Müslüm Elma’nın Tutukluluğundan Israr
Korona-virüsü nedeniyle, çıkarılan yeni yasayla birlikte, yargılamaya uzun bir süreliğine ara verilebilecek şekilde değiştirildi. Fakat mahkeme heyeti bu durumu göz ardı ediyor. Çünkü; davanın daha da uzaması demek, 5 yılı aşkın süredir, tutuklu yargılanan Müslüm Elma’nın yasa gereği tutukluluğuna son verilmesi gerekiyor. Mahkeme heyeti bu durumu önlemek için başta Müslüm Elma olmak üzere, diğer tüm katılımcıların sağlık durumunu risk altında bırakarak, duruşmayı başlatmış bulunuyor. Bu anlamda mahkeme heyeti, bedeli ne olursa olsun, Müslüm Elma’nın tutukluluğundan ısrarcı davranmaktadır. Özellikle Müslüm Elma Türkiye’de uzun yıllar kötü koşullar içerisinde, kaldığı hapishanelerde gördüğü ağır işkencelerden dolayı, ciddi sağlık sorunları mevcuttur. Mahkeme heyeti tüm bunları görerek ve bilerek, çağın pandemisi olan Korona-virüsü günlerinde, Müslüm Elmanın yaşam hakkını doğrudan tehlike altında tutuyor.
UPOTUDAK’dan Çağrı: Müslüm Elma Serbest Bırakılsın
Uluslararası Politik Tutsaklarla Dayanışma Komitesi (UPOTUDAK) Müslüm Elma’nın serbeste bırakılması için yeniden bir kampanya başlattı.

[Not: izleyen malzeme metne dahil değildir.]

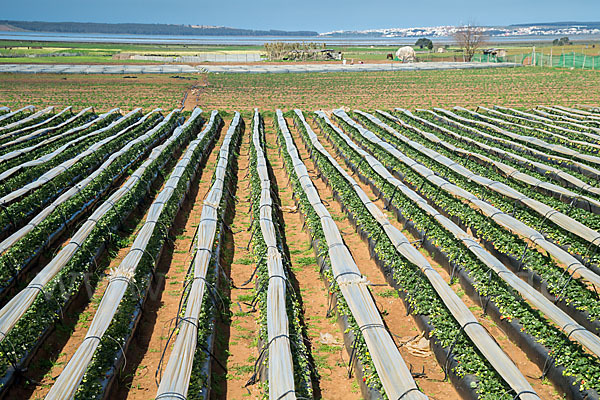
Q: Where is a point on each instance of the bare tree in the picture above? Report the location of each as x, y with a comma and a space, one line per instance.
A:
470, 38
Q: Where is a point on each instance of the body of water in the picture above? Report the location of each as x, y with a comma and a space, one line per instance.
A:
256, 40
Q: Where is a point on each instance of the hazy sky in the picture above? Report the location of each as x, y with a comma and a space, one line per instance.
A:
319, 15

UPOTUDAK Yaptığı çağrıda: Müslüm Elma, politik düşüncelerinden dolayı Türkiye’de yıllarca cezaevinde kaldı. Aynı şekilde bugün de politik düşüncelerinden dolayı Almanya’da tutukludur. Hakkındaki iddiaların çıkış noktasını, Türk güvenlik güçlerinin Alman güvenlik güçlerine ilettiği bilgiler oluşturmaktadır. Bu bilgileri veren ve imzalayan polis memurlarının kendileri belgeler üzerinde tahrifat yapmaktan dolayı Türkiye’de tutukluyken, onların verdiği bu belgelere dayanarak Müslüm Elma’nın yargılanması insan hak ve özgürlüklerine aykırı bir tutumdur.
Müslüm Elma’nın tutuklu olmasının tamamen onun politik kimliğinden kaynaklı olduğu, uzun zamandır devam eden dava sürecinde defalarca açığa çıkmıştır. Müslüm Elma’nın özgürlüğüne kavuşması için Münih Eyalet Yüksek Mahkemesine ([email protected]) yada Federal Adalet Bakanlığına ([email protected]) dilekçeler yazarak protesto etmeye çağırıyoruz.